Se gestisci unità in più regioni, il quadro completo con i 20 portali regionali è nella nostra mappa dei portali regionali del turismo, mentre il funzionamento generale dello standard è spiegato nella guida nazionale a Ross1000.
A cosa serve davvero il dato
Il sistema alimenta due rilevazioni obbligatorie del Programma Statistico Nazionale — Movimento dei clienti negli esercizi ricettivi e Capacità degli esercizi ricettivi — in attuazione del Regolamento (UE) n. 692/2011 e del D.Lgs. 322/1989. La filiera è a tre passaggi: la struttura inserisce i dati, la Provincia o la Città metropolitana di Milano li verifica e li valida, PoliS-Lombardia li trasmette a ISTAT.
Capitolo 02 / 08
02 — Chi è obbligato in Lombardia
L'obbligo di comunicazione dei flussi riguarda tutte le strutture che ospitano a pagamento sul territorio lombardo, senza distinzione di forma giuridica o dimensione:
- alberghiere: alberghi, residenze turistico-alberghiere, condhotel;
- extralberghiere: B&B, affittacamere, case e appartamenti per vacanze (CAV), agriturismi, ostelli, rifugi, case per ferie;
- all'aria aperta: campeggi e villaggi turistici;
- locazioni turistiche, cioè gli "alloggi o porzioni degli stessi dati in locazione per finalità turistiche" ai sensi della L. 431/1998 — sia in forma imprenditoriale sia non imprenditoriale.
L'ultimo punto è quello che sorprende di più. Un privato che affitta un bilocale su Airbnb a Milano, Bergamo o sul lago di Como, senza partita IVA e senza impresa, è dentro il perimetro esattamente come un hotel. La piattaforma su cui pubblichi l'annuncio non c'entra: Airbnb e Booking non comunicano nulla alla Regione per tuo conto.

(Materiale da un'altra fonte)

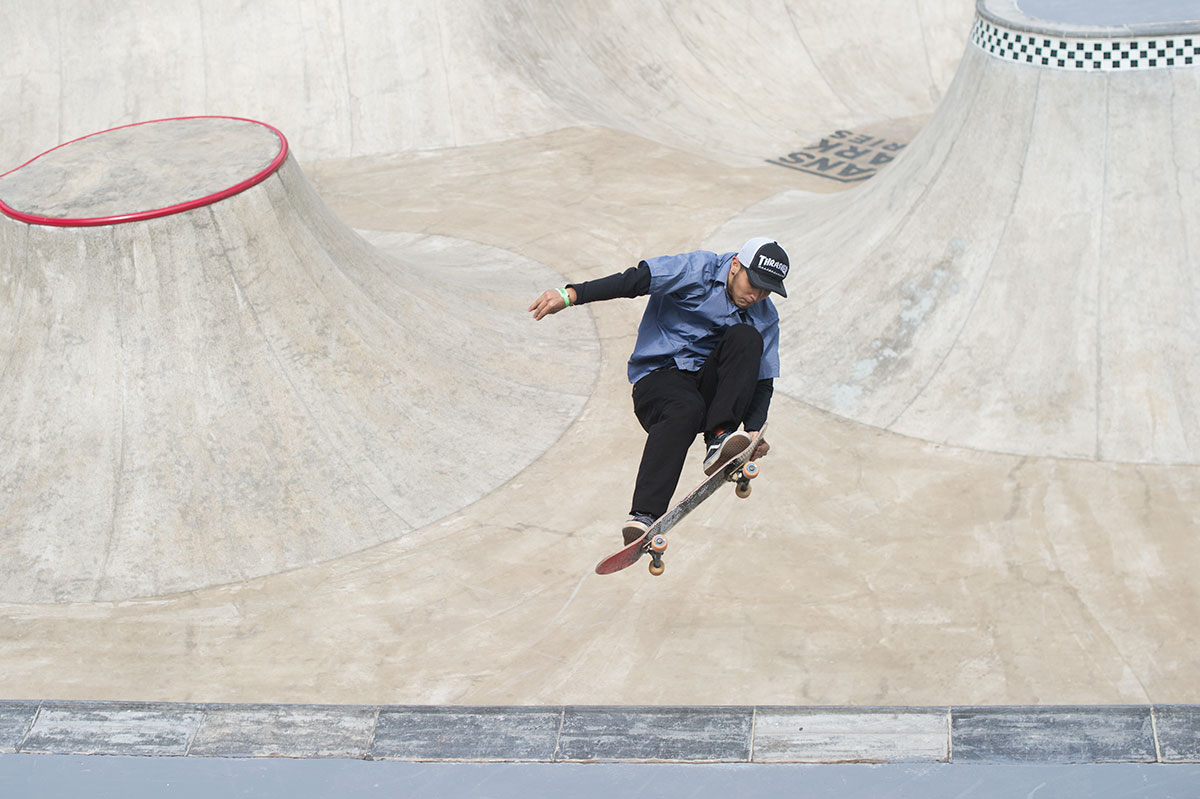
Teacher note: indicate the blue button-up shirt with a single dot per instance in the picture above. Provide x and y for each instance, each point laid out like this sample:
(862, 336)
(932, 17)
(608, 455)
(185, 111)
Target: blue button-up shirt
(689, 311)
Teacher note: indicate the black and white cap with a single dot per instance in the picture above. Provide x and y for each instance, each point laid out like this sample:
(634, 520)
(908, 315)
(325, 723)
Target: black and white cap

Attenzione a una distinzione che vale solo in Lombardia: le locazioni turistiche non sono strutture ricettive in senso tecnico, quindi non devono comunicare le tariffe né rispettare il periodo minimo di chiusura di 90 giorni l'anno previsto per le CAV gestite in forma non imprenditoriale. La comunicazione dei flussi, però, resta dovuta anche per loro.
Capitolo 03 / 08
03 — Come si ottiene l'accesso: SCIA, CIR, credenziali
L'errore più comune è provare a registrarsi direttamente sul portale. In Lombardia la sequenza è invertita: prima il Comune, poi la Regione.
1. La pratica al SUAP
L'attività — struttura ricettiva o locazione turistica — va comunicata al SUAP del Comune dove si trova l'immobile, con SCIA o CIA a seconda della tipologia. Nel modulo si indica un indirizzo email: è su quello che arriveranno le comunicazioni sull'abilitazione al portale, quindi va scelto con attenzione (e se cambia, va segnalato all'ufficio provinciale competente; per il territorio milanese l'indirizzo è operatoriturismo@cittametropolitana.mi.it). Se devi ancora aprire, il passaggio comunale è descritto nella guida alla SCIA per casa vacanza.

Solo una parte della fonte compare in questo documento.